2. The issue was coming for almost all the columns of the fact table

3. When a distinct clause was used while testing this issue for few columns of the fact table, the size was within limits of 10%

4. Without the distinct clause the file size went upto 6 times for almost the same number of records and same number of distinct records.

5. I tried exporting the table to qvd and reloading, but it didn't help.

6. Using DISTINCT with all the columns of the table resulted in increase in total file size of the qvw.

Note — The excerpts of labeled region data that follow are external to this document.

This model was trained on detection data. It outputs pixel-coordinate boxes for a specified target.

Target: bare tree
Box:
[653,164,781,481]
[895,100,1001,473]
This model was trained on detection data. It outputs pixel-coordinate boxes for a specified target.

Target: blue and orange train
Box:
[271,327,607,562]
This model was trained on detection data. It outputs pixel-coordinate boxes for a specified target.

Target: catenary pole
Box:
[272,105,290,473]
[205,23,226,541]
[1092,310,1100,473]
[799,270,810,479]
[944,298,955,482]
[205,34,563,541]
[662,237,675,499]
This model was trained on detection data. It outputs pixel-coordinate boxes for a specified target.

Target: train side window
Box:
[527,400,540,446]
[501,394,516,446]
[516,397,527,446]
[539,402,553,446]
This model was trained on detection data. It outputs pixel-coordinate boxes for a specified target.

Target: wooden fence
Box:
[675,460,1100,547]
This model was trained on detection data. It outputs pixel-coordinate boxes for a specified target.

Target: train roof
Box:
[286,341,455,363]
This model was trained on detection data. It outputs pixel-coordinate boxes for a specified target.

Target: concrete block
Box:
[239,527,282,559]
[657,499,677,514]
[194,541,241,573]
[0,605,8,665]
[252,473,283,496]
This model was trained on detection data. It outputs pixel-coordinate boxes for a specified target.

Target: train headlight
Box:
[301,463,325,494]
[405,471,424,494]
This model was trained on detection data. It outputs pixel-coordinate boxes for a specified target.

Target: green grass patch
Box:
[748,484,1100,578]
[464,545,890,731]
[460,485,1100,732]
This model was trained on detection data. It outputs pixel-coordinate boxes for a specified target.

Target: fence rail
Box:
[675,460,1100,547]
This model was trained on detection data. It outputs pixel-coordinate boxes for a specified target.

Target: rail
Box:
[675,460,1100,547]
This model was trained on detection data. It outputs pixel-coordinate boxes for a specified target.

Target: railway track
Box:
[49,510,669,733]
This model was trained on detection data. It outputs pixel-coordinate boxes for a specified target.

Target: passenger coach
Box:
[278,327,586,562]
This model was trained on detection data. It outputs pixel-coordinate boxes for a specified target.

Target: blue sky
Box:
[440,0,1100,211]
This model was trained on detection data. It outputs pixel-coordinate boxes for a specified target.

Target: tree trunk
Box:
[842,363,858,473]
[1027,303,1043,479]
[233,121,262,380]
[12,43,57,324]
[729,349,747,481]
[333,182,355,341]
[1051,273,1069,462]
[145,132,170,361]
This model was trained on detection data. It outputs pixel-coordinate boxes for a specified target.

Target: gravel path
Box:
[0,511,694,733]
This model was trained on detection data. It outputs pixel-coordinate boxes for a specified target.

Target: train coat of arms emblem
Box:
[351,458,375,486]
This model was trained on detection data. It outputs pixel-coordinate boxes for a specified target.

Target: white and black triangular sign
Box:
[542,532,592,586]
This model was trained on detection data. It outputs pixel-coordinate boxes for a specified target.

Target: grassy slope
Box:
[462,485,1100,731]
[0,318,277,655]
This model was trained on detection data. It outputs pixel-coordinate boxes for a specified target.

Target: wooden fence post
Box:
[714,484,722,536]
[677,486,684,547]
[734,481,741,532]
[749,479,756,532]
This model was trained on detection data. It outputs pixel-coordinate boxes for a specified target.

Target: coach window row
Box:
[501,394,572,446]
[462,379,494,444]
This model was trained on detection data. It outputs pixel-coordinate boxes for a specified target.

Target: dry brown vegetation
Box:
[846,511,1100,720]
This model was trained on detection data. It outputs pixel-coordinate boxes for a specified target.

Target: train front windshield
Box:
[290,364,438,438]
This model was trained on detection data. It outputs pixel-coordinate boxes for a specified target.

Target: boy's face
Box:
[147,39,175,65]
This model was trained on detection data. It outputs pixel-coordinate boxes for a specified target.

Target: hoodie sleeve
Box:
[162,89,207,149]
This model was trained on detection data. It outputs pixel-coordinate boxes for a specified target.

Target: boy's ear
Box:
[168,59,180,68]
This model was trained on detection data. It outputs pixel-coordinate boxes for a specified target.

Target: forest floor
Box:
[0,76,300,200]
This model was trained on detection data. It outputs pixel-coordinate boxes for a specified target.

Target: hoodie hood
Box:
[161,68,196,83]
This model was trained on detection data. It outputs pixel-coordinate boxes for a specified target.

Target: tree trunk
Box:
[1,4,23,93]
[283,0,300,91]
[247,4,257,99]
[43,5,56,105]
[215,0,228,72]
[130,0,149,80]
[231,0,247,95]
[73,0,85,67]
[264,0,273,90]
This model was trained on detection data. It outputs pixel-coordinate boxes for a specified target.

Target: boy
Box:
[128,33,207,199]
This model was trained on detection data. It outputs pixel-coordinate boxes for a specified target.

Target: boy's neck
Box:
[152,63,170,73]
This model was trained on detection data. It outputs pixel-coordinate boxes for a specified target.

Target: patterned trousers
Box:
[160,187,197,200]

7. I loaded only one column from the fact table for one day from the two sources whose count differ within 10% and found that the file size with Vectorwise DB was 3.05 MB and with Redshift it inflated to 8.75 MB. I also checked the #Values and #Distinct from the Document Properties>Tables and they were within 5% variance.

Any idea what could be causing this issue? Let me know if you have any suggestions to try out.

Regards,

Diwakar

jfkinspari
Partner - Specialist
Partner - Specialist

Make sure you are using the same compression(Document Properties) for both files, when comparing the size.

diwakarnahata
Creator
Creator
Author

Hi Jens,

Thanks for your valuable inputs.The compression was set to High for both.

However, i tried with all three types of compressions : None, Medium and High and reloaded the documents and below were the sizes with Vectorwise and Redshift Database:

Database           None        Medium     High Compression

Vectorwise        12.3MB     10.2MB     3.5MB

Redshift            12.5MB     10.6MB     8.6MB

It looks like the high compression isn't working efficiently for Redshift.

Let me know what can be done for this, also does it impact the RAM footprint when this application is loaded into Server?

Regards,

Diwakar

jfkinspari
Partner - Specialist
Partner - Specialist

I don't know exactly how the High Compression works, but there must be some difference in the data between the systems.

Regarding the RAM footprint in server, this would be unaffected, as the application always is loaded uncompressed to memory.

Anonymous
Not applicable

Quite an interesting observation...

The good news that it is not an actual problem except the storage space.  The only problem is the compression.  I'd ask QlikTech support.